- edX
- intermediate
- Free
Applied Quantum Computing I: Fundamentals (Purdue)
This is the foundational course in Purdue University’s three-part Applied Quantum Computing series on edX, taught by Professor Pramey Upadhyaya. It teaches the fundamental postulates of quantum mechanics and, importantly, how those postulates map onto the present-day models of quantum information processing: computation, simulation, optimization, and machine learning. It is free to audit, with a verified certificate available for a fee.
The course is engineering-oriented rather than purely physics-theoretical. It establishes the mathematical and conceptual groundwork - qubits, superposition, measurement, and the structure of quantum operations - that the later courses build on.
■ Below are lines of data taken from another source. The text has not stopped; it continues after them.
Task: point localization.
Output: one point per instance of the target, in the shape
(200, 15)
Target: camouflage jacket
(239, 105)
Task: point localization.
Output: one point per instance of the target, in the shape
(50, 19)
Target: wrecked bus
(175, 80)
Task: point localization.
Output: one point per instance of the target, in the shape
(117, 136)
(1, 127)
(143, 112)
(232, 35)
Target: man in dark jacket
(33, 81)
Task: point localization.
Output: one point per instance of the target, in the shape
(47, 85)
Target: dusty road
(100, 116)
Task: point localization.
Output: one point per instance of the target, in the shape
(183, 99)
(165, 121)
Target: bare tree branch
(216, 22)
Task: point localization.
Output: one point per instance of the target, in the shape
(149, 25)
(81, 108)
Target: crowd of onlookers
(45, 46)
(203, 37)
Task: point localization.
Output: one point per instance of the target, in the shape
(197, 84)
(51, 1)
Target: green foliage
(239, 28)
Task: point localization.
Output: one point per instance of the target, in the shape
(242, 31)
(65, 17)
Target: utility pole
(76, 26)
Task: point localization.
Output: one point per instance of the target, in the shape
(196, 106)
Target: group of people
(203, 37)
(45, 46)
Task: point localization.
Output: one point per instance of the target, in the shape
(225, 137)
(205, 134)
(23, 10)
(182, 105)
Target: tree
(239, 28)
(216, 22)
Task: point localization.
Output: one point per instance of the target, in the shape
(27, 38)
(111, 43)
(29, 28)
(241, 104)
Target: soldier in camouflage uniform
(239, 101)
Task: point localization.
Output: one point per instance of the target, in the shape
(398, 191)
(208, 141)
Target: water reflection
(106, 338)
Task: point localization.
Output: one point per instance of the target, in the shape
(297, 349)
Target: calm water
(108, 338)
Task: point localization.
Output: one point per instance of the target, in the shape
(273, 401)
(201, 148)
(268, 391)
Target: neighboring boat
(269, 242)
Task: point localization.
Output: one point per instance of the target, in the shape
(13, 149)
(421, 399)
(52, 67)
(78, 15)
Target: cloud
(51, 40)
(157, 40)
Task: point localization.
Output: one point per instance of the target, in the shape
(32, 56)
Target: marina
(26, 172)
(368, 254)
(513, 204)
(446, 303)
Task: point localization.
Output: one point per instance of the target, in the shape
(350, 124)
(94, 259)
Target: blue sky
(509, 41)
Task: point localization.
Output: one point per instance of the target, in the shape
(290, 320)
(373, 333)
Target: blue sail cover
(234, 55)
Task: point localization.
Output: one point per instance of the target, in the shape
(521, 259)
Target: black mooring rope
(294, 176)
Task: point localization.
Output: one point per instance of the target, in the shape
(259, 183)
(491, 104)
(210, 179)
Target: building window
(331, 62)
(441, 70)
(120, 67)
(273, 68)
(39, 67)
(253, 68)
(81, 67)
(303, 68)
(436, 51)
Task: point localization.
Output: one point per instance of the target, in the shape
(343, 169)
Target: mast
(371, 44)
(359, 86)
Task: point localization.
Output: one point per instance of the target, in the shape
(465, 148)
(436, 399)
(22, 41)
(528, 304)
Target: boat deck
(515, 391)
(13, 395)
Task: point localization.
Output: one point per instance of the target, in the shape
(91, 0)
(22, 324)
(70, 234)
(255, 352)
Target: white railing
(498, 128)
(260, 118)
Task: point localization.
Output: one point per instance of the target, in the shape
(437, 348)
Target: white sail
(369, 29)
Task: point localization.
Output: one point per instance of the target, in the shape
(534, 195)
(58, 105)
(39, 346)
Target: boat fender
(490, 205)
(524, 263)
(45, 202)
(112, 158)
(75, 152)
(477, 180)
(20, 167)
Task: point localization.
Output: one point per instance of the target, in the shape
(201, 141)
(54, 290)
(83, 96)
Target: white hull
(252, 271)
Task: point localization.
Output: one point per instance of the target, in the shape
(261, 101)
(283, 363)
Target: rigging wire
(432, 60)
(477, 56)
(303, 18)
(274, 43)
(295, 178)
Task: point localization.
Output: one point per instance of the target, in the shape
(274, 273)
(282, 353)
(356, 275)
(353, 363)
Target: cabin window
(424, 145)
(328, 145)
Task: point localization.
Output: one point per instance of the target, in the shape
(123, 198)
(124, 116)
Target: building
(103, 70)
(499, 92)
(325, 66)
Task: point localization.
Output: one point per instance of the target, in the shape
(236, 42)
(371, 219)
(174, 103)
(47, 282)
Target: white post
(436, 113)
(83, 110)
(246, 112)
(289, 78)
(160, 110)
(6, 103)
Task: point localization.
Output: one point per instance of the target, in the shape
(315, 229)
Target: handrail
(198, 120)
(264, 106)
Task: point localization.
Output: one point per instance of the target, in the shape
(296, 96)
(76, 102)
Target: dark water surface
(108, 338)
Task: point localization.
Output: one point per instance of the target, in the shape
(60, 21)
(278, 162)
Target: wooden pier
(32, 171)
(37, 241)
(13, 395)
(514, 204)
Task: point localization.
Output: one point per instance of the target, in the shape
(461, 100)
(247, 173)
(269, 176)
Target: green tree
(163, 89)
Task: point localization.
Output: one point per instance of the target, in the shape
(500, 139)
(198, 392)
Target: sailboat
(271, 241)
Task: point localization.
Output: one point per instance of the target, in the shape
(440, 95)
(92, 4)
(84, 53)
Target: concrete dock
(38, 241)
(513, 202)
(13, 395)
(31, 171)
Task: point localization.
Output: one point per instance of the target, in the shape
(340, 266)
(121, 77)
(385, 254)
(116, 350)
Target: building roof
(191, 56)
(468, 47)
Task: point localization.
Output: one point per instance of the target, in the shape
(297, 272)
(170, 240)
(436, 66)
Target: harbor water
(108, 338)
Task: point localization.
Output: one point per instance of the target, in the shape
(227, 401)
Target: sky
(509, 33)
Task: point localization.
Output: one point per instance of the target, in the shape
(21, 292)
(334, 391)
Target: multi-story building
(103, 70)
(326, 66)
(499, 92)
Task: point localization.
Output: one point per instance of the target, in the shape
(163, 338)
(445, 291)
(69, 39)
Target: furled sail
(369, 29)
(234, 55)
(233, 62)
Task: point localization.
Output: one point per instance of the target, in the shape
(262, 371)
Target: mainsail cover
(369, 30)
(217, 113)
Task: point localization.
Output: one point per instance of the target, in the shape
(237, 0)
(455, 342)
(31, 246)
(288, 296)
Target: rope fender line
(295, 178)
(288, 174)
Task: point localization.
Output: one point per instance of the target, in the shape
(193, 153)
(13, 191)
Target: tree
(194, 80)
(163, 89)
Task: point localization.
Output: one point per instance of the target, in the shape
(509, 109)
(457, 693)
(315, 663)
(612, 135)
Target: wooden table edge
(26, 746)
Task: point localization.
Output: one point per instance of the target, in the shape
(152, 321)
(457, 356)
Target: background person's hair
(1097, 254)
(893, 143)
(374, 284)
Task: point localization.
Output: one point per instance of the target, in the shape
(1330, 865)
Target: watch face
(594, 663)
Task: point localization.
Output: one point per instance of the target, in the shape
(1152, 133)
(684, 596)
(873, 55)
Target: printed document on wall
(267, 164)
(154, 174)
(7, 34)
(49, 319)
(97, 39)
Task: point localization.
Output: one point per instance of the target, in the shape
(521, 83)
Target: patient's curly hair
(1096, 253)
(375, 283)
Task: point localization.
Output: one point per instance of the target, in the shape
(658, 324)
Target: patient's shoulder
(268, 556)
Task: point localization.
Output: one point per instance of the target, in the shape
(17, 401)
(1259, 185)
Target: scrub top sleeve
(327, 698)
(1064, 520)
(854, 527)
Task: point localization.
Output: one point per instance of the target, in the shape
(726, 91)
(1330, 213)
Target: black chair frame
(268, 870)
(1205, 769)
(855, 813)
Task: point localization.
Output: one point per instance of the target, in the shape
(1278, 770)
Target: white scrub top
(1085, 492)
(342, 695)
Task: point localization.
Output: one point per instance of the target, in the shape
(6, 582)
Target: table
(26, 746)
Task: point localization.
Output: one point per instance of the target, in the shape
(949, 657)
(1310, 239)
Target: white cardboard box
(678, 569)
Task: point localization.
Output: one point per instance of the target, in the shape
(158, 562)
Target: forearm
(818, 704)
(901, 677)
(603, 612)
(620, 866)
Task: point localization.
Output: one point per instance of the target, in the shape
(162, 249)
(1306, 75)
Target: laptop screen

Completing Fundamentals is an explicit prerequisite for the Hardware and the Algorithm and Software courses in the series, so it functions as the gateway to the full Purdue program.
Who is this for?
Engineering and physical-science students and professionals who want a rigorous, applications-aware foundation in quantum computing from a major research university. It is well suited to those planning to continue into the full Applied Quantum Computing series or the Purdue Quantum Technology MicroMasters.
Prerequisites
A solid undergraduate background in linear algebra is the most important requirement. Familiarity with differential equations and basic physics will help, but the course develops the quantum mechanics it needs from the postulates rather than assuming a prior quantum course.